Today’s Afghanistan is an outstanding example of a troubled situation that, while it warrants U.S. policy attention, does not warrant the United States carrying the main burden of managing the situation. Moreover, regimes that are most appropriately and most likely to be in the lead in such management include ones that Americans despise or distrust for a variety of reasons. The United States needs to look beyond such sentiments and realize that greater involvement and influence by an adversary in such a place is not necessarily bad and can advance objectives that the United States shares.
The regime most directly involved is, of course, the one that now rules Afghanistan itself—namely, the Taliban. There still are good reasons to loathe many of the Taliban’s policies and practices, notwithstanding the assurances their spokesmen offered when the group swept into Kabul last year. But like it or not, the Taliban won the Afghan civil war. For the foreseeable future, achievement of anything approaching peace and stability in Afghanistan will mean the Taliban consolidating their victory and overcoming any remaining pockets of resistance.
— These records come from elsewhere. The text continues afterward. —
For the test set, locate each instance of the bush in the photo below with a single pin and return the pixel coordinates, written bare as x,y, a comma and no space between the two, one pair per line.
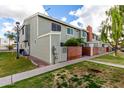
73,42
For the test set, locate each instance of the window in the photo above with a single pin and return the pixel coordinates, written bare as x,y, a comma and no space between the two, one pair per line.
84,34
23,31
69,31
56,27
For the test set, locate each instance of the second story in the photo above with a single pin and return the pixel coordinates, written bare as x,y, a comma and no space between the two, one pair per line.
39,25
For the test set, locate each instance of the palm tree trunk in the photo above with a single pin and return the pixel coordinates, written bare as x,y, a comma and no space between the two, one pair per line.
9,45
116,49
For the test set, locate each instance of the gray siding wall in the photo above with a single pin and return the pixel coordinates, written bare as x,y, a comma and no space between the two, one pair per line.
39,47
65,36
55,41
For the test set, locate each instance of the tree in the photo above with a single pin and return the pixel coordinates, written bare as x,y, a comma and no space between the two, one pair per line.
11,36
112,28
74,42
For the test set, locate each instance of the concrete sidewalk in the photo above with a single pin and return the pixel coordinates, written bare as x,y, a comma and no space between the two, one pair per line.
28,74
105,63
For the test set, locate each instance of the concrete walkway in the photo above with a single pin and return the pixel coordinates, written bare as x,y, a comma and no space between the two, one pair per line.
24,75
106,63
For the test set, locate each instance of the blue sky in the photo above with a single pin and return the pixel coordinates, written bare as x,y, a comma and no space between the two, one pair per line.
72,14
59,11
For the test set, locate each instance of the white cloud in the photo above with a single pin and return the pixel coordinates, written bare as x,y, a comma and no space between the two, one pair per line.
90,15
64,19
7,27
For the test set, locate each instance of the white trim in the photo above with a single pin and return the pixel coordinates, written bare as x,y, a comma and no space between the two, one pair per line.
50,33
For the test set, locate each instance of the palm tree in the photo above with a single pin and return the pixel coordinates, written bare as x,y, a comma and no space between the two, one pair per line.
11,36
112,28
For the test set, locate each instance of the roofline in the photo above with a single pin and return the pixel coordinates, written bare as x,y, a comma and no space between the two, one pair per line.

Furthering such peace and stability is important partly for humanitarian reasons. Rekindled civil warfare would mean making an existing humanitarian crisis even worse.
It also is important for security reasons of interest to the United States. The worst setback the Taliban ever suffered—being ousted from a previous position of power by a U.S.-led military intervention—resulted directly from a terrorist operation against the United States that was conducted by the Taliban’s wartime ally at the time, Al Qaeda. The Taliban have a strong reason not to let anything like that happen again. The circumstance that would most incline the Taliban to reconstruct such an alliance would be renewed civil warfare in which the Taliban once again felt the need for such assistance.